A recente decisão cautelar proferida pelo Ministro André Mendonça, na ADPF 1.316, trouxe alívio imediato para milhares de empresas que ainda buscavam compreender como implementar as novas exigências da NR-1 relacionadas aos fatores de risco psicossociais no ambiente de trabalho. A medida suspendeu, por 90 dias, apenas a eficácia sancionatória de determinados dispositivos da norma, impedindo, temporariamente, a aplicação de multas e outras sanções administrativas fundamentadas exclusivamente nessas novas obrigações.
A decisão, entretanto, merece uma leitura cuidadosa. Ela não suspende a vigência da NR-1, tampouco afasta a necessidade de as organizações gerenciarem os riscos psicossociais relacionados ao trabalho. O que o Supremo Tribunal Federal reconheceu, em caráter provisório, foi que ainda existem dúvidas relevantes sobre a densidade normativa da regulamentação e sobre a segurança jurídica necessária para justificar a imediata imposição de penalidades.
O fundamento adotado pelo relator é particularmente interessante. Em vez de afastar a política pública voltada à saúde mental no trabalho, o Ministro privilegiou uma solução de natureza dialógica, suspendendo temporariamente apenas o caráter punitivo da norma para permitir um processo de conciliação entre os setores envolvidos, com o objetivo de esclarecer conceitos, reduzir ambiguidades e conferir maior objetividade aos critérios de fiscalização.
Essa distinção é fundamental.
A NR-1 continua exigindo que as organizações implementem o Gerenciamento de Riscos Ocupacionais (GRO), por meio do Programa de Gerenciamento de Riscos (PGR), abrangendo os riscos decorrentes de fatores ergonômicos, inclusive os fatores de risco psicossociais relacionados ao trabalho. A própria norma estabelece que a empresa deve identificar perigos, avaliar riscos, implementar medidas preventivas e acompanhar continuamente sua eficácia.
Da mesma forma, o Ministério do Trabalho tem reiterado que a gestão dos riscos psicossociais não se resume à aplicação de questionários ou avaliações clínicas individuais. Trata-se de uma análise das condições e da organização do trabalho, integrada ao PGR e à Avaliação Ergonômica Preliminar (AEP), permitindo que cada organização escolha metodologias tecnicamente adequadas à sua realidade, sem imposição de um modelo único.
Sob a perspectiva jurídica, a decisão do STF transmite uma mensagem importante: segurança jurídica e proteção ao trabalhador não são valores incompatíveis. Ao contrário, políticas públicas de prevenção precisam ser suficientemente claras para que o setor produtivo saiba exatamente quais comportamentos são exigidos e quais critérios orientarão eventual atuação fiscalizatória.
Isso não significa, porém, que as empresas devam interromper seus projetos de adequação.
Ao contrário, o período de suspensão representa uma oportunidade estratégica para amadurecer processos internos, revisar programas de saúde ocupacional, fortalecer canais de escuta, integrar áreas como RH, Segurança do Trabalho, Compliance e Jurídico e produzir evidências objetivas de gestão preventiva. Organizações que utilizarem esse intervalo apenas como uma “pausa regulatória” provavelmente enfrentarão maiores dificuldades quando a eficácia sancionatória vier a ser restabelecida.

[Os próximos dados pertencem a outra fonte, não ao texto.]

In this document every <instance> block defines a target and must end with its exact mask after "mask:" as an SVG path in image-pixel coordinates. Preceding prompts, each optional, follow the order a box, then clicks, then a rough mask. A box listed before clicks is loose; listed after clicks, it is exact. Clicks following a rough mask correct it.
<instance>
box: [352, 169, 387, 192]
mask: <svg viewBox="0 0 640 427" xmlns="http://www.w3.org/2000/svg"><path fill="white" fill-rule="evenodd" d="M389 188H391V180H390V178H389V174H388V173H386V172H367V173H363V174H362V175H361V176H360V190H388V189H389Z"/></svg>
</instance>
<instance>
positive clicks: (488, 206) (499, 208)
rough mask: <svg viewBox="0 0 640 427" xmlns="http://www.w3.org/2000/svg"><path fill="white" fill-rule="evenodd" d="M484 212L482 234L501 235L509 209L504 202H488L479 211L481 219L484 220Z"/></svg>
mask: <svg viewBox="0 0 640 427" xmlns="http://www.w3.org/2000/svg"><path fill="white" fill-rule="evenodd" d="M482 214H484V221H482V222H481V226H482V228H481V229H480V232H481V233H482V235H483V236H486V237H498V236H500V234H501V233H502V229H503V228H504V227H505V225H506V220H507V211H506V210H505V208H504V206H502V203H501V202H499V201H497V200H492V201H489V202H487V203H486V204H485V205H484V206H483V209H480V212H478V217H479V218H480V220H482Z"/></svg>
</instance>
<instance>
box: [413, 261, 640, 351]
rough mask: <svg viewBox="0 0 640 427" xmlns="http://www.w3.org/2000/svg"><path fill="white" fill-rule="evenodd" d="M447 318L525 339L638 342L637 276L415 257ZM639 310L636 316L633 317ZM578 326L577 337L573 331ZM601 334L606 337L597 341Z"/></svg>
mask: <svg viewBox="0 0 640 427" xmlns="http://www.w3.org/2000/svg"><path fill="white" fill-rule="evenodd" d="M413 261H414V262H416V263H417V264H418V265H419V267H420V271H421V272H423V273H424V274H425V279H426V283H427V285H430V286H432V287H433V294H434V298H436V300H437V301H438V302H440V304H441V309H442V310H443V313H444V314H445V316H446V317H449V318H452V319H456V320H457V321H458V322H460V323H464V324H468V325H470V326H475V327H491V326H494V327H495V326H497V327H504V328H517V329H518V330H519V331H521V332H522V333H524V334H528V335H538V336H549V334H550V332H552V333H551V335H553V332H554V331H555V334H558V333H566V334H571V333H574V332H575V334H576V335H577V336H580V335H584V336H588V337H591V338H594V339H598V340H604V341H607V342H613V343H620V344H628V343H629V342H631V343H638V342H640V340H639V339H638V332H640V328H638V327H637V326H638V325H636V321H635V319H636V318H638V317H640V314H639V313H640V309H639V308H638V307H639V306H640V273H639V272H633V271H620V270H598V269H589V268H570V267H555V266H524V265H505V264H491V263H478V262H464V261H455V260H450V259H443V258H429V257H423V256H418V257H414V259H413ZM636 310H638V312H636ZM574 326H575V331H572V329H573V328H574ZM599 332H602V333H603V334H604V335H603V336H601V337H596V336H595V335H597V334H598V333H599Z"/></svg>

Também merece destaque que a decisão não interfere em outras fontes de responsabilização. Permanecem íntegros os deveres gerais de proteção previstos na Constituição Federal, na CLT, nas demais Normas Regulamentadoras, na legislação previdenciária e na responsabilidade civil do empregador. Assim, situações concretas de adoecimento ocupacional, assédio organizacional ou falhas na gestão dos riscos continuam sujeitas à apreciação dos órgãos fiscalizadores e do Poder Judiciário.
O cenário, portanto, não é de retrocesso na proteção da saúde mental no trabalho. Trata-se, muito mais, de um ajuste institucional destinado a assegurar que uma política pública relevante seja implementada com maior previsibilidade, objetividade e segurança jurídica.
A suspensão das multas não representa uma suspensão da responsabilidade empresarial. Ela apenas oferece às organizações um tempo adicional para transformar conformidade regulatória em verdadeira cultura de prevenção.